For the same reasons stated above, we have determined that today's notice contains no regulatory requirements that might significantly or uniquely affect small governments. Thus, today's action is not subject to the requirements of section 203 of the UMRA.
E. Executive Order 13132—Federalism
Executive Order 13132, entitled “Federalism” (64 FR 43255, August 10, 1999), requires EPA to develop an accountable process to ensure “meaningful and timely input by State and local officials in the development of regulatory policies that have federalism implications.” “Policies that have federalism implications” is defined in the Executive Order to include regulations that have “substantial direct effects on the States, on the relationship between the national government and the States, or on the distribution of power and responsibilities among the various levels of government.”

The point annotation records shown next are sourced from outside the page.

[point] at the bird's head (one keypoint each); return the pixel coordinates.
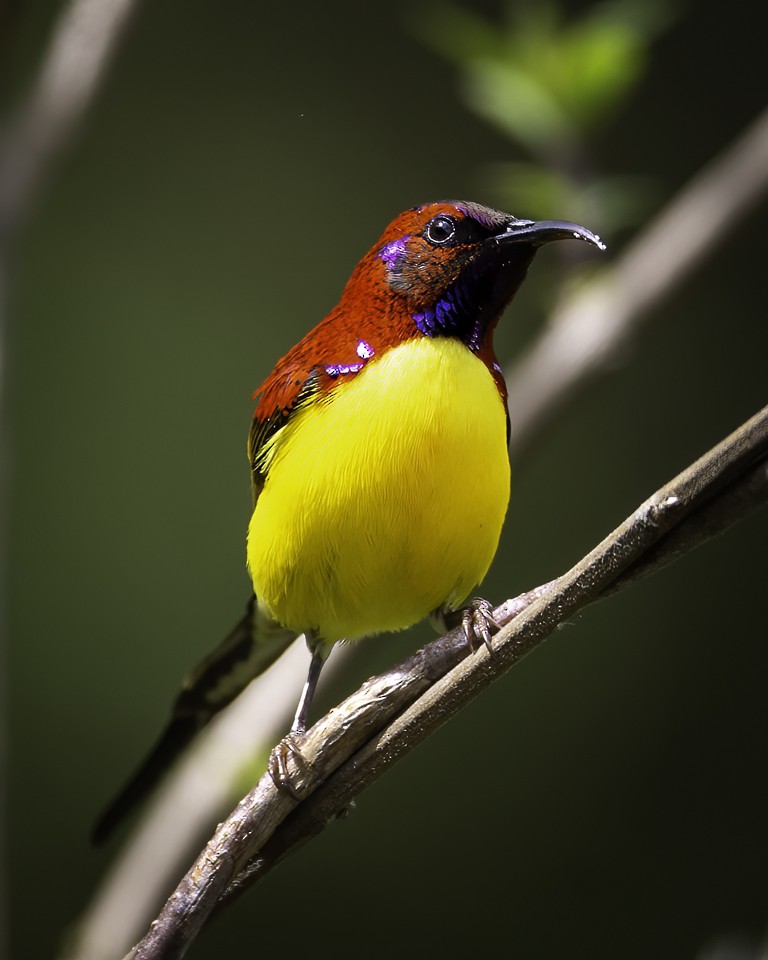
(454, 266)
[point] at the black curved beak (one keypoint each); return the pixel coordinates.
(539, 232)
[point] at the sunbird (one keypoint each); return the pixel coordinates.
(379, 462)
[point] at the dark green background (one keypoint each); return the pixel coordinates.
(608, 799)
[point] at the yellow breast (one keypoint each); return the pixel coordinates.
(385, 499)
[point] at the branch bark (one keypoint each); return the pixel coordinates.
(391, 714)
(586, 333)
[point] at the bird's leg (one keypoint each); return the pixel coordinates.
(476, 620)
(278, 761)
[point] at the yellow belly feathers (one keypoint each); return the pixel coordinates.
(386, 499)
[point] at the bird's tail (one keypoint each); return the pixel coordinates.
(252, 647)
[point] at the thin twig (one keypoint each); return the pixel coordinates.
(585, 333)
(82, 45)
(592, 326)
(361, 738)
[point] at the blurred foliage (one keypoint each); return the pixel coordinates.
(548, 83)
(236, 164)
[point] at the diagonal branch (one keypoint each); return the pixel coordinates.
(588, 330)
(592, 326)
(361, 738)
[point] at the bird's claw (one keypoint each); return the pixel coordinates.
(478, 624)
(294, 783)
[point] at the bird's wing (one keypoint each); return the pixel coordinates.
(281, 397)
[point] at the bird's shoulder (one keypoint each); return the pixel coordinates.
(332, 353)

This proposed rule does not have federalism implications. It will not have substantial direct effects on the States, on the relationship between the national government and the States, or on the distribution of power and responsibilities among the various levels of government, as specified in Executive Order 13132. We estimate an one-time burden of approximately 2,240 hours and $83,000 for State agencies to revise their SIPs to include the proposed regulations. However, these revisions would ultimately simplify applicability determinations, eliminate the burden of reviewing projected future emissions and distinguishing between emissions increases caused by the change from those due solely to demand growth, and reduce the burden associated with making compliance determinations. This will in turn reduce the overall burden of the program. Thus, Executive Order 13132 does not apply to this rule.

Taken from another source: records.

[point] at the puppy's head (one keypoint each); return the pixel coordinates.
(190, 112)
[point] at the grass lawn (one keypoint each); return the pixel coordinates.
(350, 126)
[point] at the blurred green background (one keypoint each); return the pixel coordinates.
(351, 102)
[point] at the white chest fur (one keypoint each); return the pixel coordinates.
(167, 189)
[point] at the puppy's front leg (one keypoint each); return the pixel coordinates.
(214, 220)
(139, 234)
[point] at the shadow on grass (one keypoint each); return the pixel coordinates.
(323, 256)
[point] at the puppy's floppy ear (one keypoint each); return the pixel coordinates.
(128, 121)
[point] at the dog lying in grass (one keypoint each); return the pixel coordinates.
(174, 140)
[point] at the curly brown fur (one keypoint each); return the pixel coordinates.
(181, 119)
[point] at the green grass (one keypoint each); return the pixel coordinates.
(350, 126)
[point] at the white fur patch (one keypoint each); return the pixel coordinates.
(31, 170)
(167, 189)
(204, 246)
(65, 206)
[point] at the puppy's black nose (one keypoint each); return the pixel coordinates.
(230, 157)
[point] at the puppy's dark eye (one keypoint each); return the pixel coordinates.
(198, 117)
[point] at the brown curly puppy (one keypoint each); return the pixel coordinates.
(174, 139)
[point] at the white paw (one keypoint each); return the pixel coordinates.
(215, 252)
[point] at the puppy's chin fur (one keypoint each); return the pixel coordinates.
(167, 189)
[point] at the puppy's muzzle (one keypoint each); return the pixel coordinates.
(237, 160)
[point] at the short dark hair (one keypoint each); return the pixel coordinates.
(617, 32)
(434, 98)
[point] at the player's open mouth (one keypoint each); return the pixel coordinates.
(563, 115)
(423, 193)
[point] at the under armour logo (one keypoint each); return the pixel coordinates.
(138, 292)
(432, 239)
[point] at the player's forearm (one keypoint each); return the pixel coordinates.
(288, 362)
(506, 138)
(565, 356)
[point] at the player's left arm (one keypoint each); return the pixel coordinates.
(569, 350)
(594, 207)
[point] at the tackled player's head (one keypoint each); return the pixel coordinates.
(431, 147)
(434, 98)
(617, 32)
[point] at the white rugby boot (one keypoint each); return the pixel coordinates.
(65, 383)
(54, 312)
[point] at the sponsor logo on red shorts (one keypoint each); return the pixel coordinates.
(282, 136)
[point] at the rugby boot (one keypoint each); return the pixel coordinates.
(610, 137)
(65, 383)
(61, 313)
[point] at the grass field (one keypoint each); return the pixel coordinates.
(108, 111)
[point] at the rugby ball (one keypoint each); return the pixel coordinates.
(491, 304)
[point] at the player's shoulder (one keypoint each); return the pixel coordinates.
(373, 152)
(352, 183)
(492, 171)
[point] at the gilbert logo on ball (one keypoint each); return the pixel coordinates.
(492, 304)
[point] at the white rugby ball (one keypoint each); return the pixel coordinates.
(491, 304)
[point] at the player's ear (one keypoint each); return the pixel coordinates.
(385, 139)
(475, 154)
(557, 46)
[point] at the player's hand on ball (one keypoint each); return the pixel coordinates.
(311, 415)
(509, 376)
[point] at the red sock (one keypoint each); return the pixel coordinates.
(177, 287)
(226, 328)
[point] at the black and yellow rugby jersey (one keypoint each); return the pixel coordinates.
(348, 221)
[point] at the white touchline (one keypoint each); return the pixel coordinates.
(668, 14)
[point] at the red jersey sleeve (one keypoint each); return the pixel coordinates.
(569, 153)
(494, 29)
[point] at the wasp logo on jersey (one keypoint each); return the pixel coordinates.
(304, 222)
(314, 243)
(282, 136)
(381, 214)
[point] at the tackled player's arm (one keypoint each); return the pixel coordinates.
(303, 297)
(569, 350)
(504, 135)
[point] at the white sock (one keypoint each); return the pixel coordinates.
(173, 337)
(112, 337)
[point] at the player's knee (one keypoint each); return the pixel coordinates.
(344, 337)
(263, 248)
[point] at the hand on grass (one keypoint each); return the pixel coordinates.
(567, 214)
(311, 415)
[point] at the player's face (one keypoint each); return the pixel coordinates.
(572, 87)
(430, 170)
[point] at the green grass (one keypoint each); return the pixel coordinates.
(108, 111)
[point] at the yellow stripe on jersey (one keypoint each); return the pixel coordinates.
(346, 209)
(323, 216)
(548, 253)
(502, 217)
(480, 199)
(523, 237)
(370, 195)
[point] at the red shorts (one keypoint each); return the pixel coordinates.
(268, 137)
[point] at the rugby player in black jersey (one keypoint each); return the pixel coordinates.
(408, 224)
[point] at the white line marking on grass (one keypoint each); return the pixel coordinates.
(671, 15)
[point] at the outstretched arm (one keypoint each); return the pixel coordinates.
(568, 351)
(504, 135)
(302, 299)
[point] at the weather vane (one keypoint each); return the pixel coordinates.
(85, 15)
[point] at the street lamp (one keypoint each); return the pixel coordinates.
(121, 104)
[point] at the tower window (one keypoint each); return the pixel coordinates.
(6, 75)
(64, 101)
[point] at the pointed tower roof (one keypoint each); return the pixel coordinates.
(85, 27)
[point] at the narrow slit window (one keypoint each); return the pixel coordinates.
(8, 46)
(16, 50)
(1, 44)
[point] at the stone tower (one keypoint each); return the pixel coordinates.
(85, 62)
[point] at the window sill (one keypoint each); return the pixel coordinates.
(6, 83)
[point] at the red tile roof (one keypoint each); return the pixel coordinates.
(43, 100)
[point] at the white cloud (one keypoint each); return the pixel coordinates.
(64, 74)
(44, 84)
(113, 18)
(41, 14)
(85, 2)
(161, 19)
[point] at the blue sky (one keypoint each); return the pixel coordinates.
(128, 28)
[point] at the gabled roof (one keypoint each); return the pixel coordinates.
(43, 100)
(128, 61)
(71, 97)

In the spirit of Executive Order 13132, and consistent with EPA policy to promote communications between EPA and State and local governments, EPA specifically solicits comment on this proposed rule from State and local officials.
F. Executive Order 13175—Consultation and Coordination With Indian Tribal Governments
Executive Order 13175, entitled “Consultation and Coordination with Indian Tribal Governments” (65 FR 67249, November 9, 2000), requires EPA to develop an accountable process to ensure “meaningful and timely input by tribal officials in the development of regulatory policies that have tribal implications.” This proposed rule does not have tribal implications, as specified in Executive Order 13175. There are no Tribal authorities currently issuing major NSR permits. To the extent that today's proposed rule may apply in the future to any EGU that may locate on tribal lands, tribal officials are afforded the opportunity to comment on tribal implications in today's notice. Thus, Executive Order 13175 does not apply to this rule.
Although Executive Order 13175 does not apply to this proposed rule, EPA specifically solicits comment on this proposed rule from tribal officials. We will also consult with tribal officials, including officials of the Navaho Nation lands on which Navajo Power Plant and Four Corners Generating Plant are located, before promulgating the final regulations.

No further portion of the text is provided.